The global extinction of organisms, for example, has progressed beyond the long-term tolerable limit, as has “functional” and “genetic” biodiversity. Nitrogen and phosphorus pollution of the environment is also already well advanced, as is man-made climate change, in which the radiation effect of additional greenhouse gases and the increase in carbon dioxide in the atmosphere are particularly relevant. The overuse of land, seas and freshwater is also already beyond the scientifically defined limits. As for ocean acidification, which has been increasing for decades with the input of carbon dioxide into the oceans and primarily affects skeletal marine animals – and thus entire ecosystems – the report states: The value is on the brink, and the ecologically tolerable limit may be about to be exceeded.
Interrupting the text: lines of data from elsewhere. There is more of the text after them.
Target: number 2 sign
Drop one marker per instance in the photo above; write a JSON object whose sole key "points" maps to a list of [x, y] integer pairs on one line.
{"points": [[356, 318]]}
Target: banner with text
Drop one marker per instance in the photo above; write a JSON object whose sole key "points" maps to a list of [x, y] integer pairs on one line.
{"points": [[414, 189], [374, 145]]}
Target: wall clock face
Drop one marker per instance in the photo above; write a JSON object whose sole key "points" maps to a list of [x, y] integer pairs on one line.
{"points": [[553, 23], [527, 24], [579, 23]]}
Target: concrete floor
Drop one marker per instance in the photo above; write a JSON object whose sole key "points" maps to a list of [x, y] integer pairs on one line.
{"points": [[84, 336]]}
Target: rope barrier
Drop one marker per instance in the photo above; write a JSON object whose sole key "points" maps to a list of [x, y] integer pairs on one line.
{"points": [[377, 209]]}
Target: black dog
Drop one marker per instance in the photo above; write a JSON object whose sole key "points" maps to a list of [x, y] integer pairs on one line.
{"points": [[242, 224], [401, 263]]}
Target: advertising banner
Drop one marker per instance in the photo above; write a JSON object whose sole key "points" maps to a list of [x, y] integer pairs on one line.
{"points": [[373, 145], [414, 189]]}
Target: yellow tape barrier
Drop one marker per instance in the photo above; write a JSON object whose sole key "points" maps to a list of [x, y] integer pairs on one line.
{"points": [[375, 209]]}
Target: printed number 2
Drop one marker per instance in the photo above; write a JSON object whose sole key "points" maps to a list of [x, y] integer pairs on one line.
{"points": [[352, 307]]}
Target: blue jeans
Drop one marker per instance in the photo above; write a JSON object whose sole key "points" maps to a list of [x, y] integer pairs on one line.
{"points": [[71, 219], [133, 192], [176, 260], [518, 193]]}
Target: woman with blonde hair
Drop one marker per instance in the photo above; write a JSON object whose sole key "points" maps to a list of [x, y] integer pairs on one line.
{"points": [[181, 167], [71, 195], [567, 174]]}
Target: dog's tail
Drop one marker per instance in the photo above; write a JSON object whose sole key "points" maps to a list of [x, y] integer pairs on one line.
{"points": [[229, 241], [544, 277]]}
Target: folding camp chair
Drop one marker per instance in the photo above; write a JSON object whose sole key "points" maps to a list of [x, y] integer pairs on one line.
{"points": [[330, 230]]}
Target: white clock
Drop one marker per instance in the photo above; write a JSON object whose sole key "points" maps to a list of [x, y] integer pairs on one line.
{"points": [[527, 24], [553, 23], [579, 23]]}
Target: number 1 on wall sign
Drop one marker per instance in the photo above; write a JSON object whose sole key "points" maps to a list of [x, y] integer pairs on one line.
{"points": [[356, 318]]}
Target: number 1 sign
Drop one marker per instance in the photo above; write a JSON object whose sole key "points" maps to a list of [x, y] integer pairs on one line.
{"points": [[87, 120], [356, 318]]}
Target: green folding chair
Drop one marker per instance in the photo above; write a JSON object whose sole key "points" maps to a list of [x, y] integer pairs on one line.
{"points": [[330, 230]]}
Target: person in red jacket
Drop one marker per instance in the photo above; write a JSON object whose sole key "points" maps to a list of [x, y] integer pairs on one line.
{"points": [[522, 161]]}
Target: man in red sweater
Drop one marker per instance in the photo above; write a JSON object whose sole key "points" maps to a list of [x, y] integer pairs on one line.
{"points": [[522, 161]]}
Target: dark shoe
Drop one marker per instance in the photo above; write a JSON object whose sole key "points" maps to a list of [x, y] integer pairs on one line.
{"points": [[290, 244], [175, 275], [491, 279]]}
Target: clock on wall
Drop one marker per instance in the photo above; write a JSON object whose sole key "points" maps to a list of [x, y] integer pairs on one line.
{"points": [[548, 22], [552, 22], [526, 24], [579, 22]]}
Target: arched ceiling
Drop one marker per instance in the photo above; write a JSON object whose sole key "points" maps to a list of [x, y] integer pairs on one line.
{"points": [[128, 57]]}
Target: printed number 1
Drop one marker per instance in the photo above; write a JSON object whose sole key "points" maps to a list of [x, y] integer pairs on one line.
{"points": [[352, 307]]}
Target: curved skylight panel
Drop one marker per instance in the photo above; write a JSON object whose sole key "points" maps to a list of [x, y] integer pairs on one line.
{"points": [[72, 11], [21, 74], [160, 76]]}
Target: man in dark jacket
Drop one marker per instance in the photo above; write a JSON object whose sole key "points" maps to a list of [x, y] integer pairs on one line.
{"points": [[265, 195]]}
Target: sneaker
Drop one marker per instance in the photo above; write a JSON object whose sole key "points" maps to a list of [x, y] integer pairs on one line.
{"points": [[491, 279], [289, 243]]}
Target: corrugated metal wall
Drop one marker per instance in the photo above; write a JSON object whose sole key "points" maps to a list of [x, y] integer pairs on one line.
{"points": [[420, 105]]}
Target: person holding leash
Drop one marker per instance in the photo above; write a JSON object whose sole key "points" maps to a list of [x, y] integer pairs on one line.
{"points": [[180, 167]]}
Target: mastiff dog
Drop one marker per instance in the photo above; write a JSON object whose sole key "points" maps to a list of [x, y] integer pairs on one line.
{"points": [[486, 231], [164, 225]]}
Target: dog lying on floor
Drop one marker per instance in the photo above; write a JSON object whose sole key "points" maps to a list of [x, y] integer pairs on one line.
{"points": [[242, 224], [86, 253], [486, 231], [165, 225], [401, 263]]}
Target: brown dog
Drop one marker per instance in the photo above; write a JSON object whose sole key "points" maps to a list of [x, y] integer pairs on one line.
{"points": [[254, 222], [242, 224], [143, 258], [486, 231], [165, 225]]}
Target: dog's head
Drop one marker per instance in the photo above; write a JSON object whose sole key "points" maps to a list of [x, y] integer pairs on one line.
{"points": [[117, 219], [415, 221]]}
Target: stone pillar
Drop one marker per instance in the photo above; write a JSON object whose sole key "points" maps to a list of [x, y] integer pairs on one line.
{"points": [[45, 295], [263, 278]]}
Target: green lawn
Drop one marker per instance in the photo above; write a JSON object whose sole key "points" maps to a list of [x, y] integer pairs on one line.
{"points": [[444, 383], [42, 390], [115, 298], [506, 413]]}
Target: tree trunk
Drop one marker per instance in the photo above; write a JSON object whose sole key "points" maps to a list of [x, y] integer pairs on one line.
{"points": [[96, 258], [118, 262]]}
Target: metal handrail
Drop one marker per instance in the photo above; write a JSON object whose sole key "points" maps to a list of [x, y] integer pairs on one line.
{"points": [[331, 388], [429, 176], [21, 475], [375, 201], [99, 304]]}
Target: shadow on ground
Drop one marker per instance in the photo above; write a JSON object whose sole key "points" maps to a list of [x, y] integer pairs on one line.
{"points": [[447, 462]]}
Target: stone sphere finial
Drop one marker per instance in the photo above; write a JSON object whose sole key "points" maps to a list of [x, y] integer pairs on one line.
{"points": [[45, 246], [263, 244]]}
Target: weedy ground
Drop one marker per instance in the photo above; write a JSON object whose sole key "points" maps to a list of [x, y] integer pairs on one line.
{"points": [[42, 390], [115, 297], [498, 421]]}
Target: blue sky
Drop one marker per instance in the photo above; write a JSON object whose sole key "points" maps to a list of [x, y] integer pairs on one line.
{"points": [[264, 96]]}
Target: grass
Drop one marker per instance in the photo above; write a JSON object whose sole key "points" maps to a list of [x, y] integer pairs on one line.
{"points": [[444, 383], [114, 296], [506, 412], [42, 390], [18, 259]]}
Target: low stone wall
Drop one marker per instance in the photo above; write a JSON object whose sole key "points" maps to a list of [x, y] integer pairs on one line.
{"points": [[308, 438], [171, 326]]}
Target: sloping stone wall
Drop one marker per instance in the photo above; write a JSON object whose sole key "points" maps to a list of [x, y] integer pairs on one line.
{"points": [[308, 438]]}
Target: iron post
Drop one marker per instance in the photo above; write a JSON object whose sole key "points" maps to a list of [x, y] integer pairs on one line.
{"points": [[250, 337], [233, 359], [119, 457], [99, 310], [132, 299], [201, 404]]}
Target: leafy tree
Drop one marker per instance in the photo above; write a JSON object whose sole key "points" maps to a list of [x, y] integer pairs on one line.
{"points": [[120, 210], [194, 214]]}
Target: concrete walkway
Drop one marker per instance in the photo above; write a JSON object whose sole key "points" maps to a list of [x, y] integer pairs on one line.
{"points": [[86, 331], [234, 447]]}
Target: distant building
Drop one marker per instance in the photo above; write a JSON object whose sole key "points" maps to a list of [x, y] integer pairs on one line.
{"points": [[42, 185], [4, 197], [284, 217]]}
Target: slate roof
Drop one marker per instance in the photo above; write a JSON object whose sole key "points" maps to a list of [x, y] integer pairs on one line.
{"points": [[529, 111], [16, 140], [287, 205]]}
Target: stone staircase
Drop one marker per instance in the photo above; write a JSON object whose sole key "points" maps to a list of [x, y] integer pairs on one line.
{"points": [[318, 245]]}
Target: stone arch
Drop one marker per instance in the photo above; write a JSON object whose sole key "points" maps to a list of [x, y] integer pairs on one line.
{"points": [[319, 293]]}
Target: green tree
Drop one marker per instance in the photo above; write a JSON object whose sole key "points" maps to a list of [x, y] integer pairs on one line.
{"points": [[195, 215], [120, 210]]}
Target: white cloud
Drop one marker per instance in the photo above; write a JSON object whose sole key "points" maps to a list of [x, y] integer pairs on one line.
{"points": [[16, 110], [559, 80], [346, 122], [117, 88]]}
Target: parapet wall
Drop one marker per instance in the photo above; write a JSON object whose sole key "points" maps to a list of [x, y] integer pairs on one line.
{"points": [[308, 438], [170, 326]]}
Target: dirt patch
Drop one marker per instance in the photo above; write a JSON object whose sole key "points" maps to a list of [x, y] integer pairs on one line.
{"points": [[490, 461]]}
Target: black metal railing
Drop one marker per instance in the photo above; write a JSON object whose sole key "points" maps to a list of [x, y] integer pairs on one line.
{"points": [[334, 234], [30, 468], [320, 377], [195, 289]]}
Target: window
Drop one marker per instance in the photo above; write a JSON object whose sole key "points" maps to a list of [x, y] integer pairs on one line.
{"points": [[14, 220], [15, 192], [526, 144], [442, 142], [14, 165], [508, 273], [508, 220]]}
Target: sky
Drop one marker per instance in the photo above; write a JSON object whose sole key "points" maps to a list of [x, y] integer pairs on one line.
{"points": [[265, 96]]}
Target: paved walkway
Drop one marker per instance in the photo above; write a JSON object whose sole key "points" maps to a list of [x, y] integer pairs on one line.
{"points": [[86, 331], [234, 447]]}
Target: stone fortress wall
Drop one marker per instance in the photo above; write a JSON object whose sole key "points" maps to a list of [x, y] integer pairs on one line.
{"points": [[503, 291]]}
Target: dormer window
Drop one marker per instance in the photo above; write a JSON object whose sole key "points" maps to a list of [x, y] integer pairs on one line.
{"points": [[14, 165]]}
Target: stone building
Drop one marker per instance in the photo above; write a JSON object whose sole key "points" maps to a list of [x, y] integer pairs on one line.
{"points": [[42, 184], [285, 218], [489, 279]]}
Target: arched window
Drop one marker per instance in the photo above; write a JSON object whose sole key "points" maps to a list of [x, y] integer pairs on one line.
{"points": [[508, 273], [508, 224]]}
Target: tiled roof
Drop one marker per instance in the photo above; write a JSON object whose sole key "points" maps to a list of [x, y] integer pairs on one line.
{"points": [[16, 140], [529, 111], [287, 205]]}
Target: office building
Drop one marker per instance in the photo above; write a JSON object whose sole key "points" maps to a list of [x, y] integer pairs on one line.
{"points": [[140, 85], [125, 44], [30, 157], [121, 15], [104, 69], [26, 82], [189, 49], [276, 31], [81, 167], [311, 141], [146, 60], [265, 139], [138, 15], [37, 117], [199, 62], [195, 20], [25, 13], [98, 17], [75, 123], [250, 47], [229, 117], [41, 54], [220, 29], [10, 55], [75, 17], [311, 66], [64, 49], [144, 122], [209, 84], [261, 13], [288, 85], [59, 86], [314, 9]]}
There are only two environmental values that are still within the normal range globally: the thinning of the stratospheric ozone layer – including the “ozone hole” discovered forty years ago – and the aerosol – i.e. particle and fine dust – pollution of the atmosphere. Recently, air pollution has improved overall around the globe, which is mainly thanks to technical advances in air pollution control, the energy transition and, not least, stricter air pollution standards in many countries. Significantly, air pollution is the only one of all nine pollution values that is declining – and this certainly has its price. Because the decrease in pollution and aerosol density in the air is heating up the atmosphere and the oceans even more. In a sense, the “climate disease” is worsening even faster than it already was.
When presenting the report, Colombian Nobel Peace Prize winner and former President Juan Manuel Santos made it clear how urgent countermeasures are to ensure that the condition of patient Earth gradually improves again, using the example of the particularly explosive climate crisis: “We only have five years left to turn things around.” What he meant was the remaining budget of carbon dioxide emissions. If the global community does not reduce emissions quickly in time and achieve climate neutrality by the middle of the century as internationally agreed, said Johan Rockström, even the last intact climate buffers on Earth would be overwhelmed and critical tipping points with global consequences would be the result.
In addition to Santos and the Irish ex-president and High Commissioner for Human Rights, Mary Robinson, the planetary health check-up has also received support from indigenous groups. Their important role in dealing with environmental damage and protecting ecologically intact habitats has become increasingly clear in recent years. Levke Caesar, one of the main authors of the “Planetary Health Check”, said: “The message is clear: the environment is often damaged locally, but this puts the planet as a whole under pressure and can ultimately affect everyone, everywhere.” If the planet suffers, people suffer: the planet's organs are becoming weaker, warned Caesar, and its resilience is increasingly decreasing.